WASHINGTON–U.S. Senator Chris Murphy (D-Conn.), a member of the U.S. Senate Foreign Relations Committee, on Wednesday forced two votes in the Senate to object to President Trump’s corruption of U.S. foreign policy and block a $1.9 billion arms sale to Qatar and a $1.32 billion arms sale to the United Arab Emirates (UAE) after Trump demanded billions of dollars in luxury gifts and business deals from the two countries. Senate Republicans blocked the votes. Ahead of the votes, Murphy addressed his colleagues on the Senate floor.

“What we need to say here is not that we are going to permanently pause our military relationships with these countries, but for the time being while these two nations are willing to pay the president tribute, we cannot endorse or condone business as usual. These are important partners of the United States in the region, and they will be important partners in the future, but this is an exceptional moment where the corruption and our effort to stop the corruption has to take priority and has to take precedent,” Murphy said.
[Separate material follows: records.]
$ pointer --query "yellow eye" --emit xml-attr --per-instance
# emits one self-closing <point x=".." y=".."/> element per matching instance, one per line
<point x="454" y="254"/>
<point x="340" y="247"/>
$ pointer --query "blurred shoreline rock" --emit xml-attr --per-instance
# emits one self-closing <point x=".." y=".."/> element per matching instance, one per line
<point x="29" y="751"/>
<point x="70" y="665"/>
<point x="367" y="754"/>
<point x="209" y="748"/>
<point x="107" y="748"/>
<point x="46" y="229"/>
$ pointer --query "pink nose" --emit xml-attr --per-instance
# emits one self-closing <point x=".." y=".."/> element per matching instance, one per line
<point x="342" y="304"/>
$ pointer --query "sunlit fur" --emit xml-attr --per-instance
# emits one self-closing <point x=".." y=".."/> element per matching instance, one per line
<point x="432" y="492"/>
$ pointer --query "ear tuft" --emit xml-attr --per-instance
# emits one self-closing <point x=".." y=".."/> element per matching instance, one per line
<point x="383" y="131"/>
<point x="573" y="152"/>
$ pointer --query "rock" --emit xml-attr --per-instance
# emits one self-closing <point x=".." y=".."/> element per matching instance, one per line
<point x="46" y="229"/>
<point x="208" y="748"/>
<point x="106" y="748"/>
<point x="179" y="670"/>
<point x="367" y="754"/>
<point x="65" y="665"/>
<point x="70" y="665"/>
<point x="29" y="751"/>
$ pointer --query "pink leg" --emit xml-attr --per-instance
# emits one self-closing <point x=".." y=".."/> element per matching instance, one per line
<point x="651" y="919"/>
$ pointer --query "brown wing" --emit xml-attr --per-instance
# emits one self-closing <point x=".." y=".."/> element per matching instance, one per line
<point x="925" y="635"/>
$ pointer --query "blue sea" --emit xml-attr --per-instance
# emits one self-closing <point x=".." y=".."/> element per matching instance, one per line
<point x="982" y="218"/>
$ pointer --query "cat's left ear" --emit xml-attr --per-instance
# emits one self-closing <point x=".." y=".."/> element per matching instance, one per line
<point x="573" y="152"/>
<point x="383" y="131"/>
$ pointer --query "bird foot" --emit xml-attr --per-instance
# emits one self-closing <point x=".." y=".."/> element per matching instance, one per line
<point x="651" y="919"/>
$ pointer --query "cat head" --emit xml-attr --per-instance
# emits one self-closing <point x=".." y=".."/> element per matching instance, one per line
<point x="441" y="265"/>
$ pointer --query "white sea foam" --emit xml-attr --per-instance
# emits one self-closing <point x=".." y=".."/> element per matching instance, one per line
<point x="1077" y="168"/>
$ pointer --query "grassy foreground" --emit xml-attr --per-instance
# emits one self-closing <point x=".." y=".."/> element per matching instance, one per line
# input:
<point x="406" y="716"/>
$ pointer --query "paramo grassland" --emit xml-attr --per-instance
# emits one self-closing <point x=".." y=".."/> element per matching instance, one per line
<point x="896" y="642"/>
Murphy concluded: “And so, I'm going to vote for both of these resolutions while also still believing that we are going to have a continued, important bilateral relationship with Qatar and with the UAE. But if we start to endorse and grease the wheels of this kind of corruption, then there will be no end. Because once it becomes accepted, once it becomes implicitly endorsed by the United States Senate that foreign governments can put money into the personal treasury of the President in order to gain favorable treatment from the United States of America that becomes the way our foreign policy works.”